The apparent lack of demand for GDR trading on DIFX suggests companies could list in London alone, but despite the increasing sophistication of local investors, it remains the case that this would limit access to Middle Eastern money. Local investors are also usually price insensitive, so limiting their participation would have a significant impact on IPO pricing. As a result, dual-listings are considered inevitable, and it may be some time before a sole listing can take place in such a way as to satisfy all accounts.
“The interest in dual listings is currently strong and as the exchange builds we should also attract more single listings. We expect to see more of these by the end of the year,” said Alshaali. This is based on a pipeline of approximately 100 IPOs expected across the GCC region over the next 12 months and an expectation that DIFX should capture a proportion of these.
During the market volatility in 2006, Middle Eastern markets suffered more than most.
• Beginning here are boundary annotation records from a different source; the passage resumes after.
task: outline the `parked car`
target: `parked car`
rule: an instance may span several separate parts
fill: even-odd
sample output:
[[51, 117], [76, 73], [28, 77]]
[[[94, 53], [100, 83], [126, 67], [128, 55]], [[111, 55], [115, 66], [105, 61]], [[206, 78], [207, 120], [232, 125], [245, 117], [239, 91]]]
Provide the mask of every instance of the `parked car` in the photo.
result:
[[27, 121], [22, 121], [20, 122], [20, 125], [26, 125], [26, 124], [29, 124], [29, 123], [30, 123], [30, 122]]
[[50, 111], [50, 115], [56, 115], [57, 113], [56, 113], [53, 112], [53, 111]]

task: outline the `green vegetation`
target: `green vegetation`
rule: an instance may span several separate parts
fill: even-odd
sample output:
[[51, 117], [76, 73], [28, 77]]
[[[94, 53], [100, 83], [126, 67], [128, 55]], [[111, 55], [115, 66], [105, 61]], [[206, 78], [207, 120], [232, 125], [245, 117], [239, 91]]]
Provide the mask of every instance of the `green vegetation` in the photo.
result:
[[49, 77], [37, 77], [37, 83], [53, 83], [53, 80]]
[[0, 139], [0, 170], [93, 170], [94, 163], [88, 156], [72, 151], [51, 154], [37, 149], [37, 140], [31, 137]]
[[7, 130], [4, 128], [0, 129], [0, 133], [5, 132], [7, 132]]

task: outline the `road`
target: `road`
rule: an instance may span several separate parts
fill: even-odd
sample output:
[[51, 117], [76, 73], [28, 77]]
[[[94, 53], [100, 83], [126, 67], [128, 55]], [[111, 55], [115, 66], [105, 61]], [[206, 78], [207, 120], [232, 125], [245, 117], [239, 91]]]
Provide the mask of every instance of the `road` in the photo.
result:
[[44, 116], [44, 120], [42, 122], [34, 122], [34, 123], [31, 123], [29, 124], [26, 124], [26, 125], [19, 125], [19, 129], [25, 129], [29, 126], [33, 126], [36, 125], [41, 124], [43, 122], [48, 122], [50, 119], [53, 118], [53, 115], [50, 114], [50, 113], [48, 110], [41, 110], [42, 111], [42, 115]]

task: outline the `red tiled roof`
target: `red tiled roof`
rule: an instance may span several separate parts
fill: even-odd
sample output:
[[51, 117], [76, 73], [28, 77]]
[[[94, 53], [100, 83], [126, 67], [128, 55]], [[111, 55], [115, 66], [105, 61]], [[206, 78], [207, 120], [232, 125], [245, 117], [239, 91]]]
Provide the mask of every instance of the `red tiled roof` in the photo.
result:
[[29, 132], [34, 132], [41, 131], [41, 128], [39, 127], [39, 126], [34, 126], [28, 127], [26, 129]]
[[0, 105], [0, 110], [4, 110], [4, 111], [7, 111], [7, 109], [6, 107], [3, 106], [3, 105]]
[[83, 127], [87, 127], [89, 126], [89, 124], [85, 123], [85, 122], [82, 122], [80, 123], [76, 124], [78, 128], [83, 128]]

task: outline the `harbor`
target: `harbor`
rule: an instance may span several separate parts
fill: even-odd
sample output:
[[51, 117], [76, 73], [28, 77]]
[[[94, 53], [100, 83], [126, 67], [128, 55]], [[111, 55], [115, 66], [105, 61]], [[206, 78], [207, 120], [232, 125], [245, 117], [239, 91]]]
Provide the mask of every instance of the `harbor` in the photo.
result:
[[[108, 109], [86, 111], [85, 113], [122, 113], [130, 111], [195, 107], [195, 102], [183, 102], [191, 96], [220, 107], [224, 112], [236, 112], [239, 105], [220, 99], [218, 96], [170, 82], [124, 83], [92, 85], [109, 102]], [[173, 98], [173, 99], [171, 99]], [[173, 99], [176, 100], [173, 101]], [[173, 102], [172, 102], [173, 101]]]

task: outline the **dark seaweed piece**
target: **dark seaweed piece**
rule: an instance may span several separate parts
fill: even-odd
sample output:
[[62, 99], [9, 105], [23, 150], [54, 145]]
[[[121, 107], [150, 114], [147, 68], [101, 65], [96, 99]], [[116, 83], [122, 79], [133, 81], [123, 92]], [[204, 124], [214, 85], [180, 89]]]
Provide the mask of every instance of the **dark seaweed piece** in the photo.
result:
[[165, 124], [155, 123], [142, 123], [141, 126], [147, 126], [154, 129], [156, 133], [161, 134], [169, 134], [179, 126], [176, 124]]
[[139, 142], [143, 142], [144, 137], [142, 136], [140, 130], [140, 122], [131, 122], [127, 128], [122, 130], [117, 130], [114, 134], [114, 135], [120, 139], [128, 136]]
However, the DIFX held up better than others in the GCC because of its greater institutional audience, being less dependent upon retail. But conditions have nevertheless impacted on IPO activity.
"Stock markets in the region have been very volatile this year and some companies are being more careful about the timing of IPOs than they were in 2005," said Alshaali. "Last year there was no bad time to IPO, including weekends. Issuers on the DIFX can benefit by using a bookbuilding model for pricing IPOs, as on other international exchanges, whereas IPOs on other exchanges in the region often take place at a discounted price because of local regulations. The DIFX model encourages mature understanding of pricing among the investing public."
One of the largest IPOs planned for the region this year was that for DP World, which will list on DIFX. However the US$3bn deal has now been delayed and will not take place until 2007. This is a significant loss for the exchange as it would have been an opportunity to show how far the market had developed in less than two years. However Alshaali suggests the pipeline is sufficient to ensure several other notable listings this year.